What really happened was, after dinner one evening, all the boarders had to return to the school block to do homework and study, as they did every evening. “There was a guy giving me a whole bunch of sh*t, and I just screamed at him to f*ck off, and went ape sh*t at him. But I didn’t realise there was a Parents & Friends meeting going on in the AV Room and I was pretty much right outside it. So the principal was there and all the Lutheran mums and dads were there and they were like, ‘that’s not very good Lutheran behaviour’ and blah blah blah.”

Though not officially ‘expelled’ as such, Cam’s dad was called and recommended that he pull Cam out of the school. They won’t have to put ‘expulsion’ down on his official school record, but he still got kicked out.

“Doesn’t sound too hardcore. I wish I threw a chair at the teacher. It would have been so much cooler!”

True. You know what would also be cool? Cam Knight doing a festival show around Australia next year. Does he reckon it’ll happen?

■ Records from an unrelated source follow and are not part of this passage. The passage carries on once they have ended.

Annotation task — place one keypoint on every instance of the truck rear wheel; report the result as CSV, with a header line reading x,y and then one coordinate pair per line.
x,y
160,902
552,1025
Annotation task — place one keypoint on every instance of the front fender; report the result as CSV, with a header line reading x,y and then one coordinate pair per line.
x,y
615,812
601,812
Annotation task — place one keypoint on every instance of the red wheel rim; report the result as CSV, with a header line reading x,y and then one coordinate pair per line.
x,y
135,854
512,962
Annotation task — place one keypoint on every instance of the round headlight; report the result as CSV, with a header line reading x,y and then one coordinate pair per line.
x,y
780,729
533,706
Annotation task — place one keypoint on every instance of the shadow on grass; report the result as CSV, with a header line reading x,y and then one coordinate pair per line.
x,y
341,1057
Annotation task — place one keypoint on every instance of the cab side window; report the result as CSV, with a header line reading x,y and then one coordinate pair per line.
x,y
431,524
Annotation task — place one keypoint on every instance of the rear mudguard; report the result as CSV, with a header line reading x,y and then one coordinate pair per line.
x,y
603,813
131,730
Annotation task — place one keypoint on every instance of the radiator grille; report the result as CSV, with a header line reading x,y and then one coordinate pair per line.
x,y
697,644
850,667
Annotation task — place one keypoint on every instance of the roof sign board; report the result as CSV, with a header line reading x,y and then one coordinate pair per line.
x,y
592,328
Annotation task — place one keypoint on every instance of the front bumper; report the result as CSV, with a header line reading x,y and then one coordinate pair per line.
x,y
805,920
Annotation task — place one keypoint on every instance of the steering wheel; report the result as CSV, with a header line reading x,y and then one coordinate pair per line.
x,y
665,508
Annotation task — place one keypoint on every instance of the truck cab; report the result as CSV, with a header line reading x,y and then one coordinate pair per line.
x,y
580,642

“I don’t know mate. I’d love to say yes, but I just don’t know. I don’t know what I’m going to be doing. I need to make a decision about it really soon.”

 

Certified male


Certified Male

One of the deciding factors is the current season of the stage play Certified Male, which Cam’s about to be appearing in. Glynn Nicholas, who created the show, did it years ago with Pete Rowsthorn. This time round, Cam’s in it with Mike McLeish, Dave Callan (the beardless, Sydney-living Dave Callan who excels at improv, as opposed to ‘hairy’ Dave Callan, from Melbourne) and, in some cities, Glynn Nicholas himself. In other cities, Glynn will be replaced by Barry Crocker. So next year’s festivals won’t even be a consideration until Certified Male is over.

Meanwhile, Cam’s set to record his current show, Just Another Misfit – which he describes as his “favourite” – at the Comedy Store. “I feel it’s the tightest. I feel like it’s a good, solid hour, and this is the one I want to record.” Cam’s taken time developing the material, and been very careful about ensuring nothing from it is already up on youtube. “I’ve made a conscious decision not to put any clips up,” he says. “I wanted to wait. I’m a big guy about biding my time for some reason.”

For some reason? I’ll tell you the reason you’ve made a point of not having stand-up footage out there, Cam Knight: because you got some big breaks before you were quite ready for them; you jumped in a little fresh, copped more criticism than you deserved, and you are cautious never to be in that position ever again.

“You’re absolutely right, I jumped in fresh and I’m very conscious about what’s out there. But I feel very good about this show, and we’re gonna shoot it. Hopefully we’ll have a full house on Saturday night and it’ll look great.”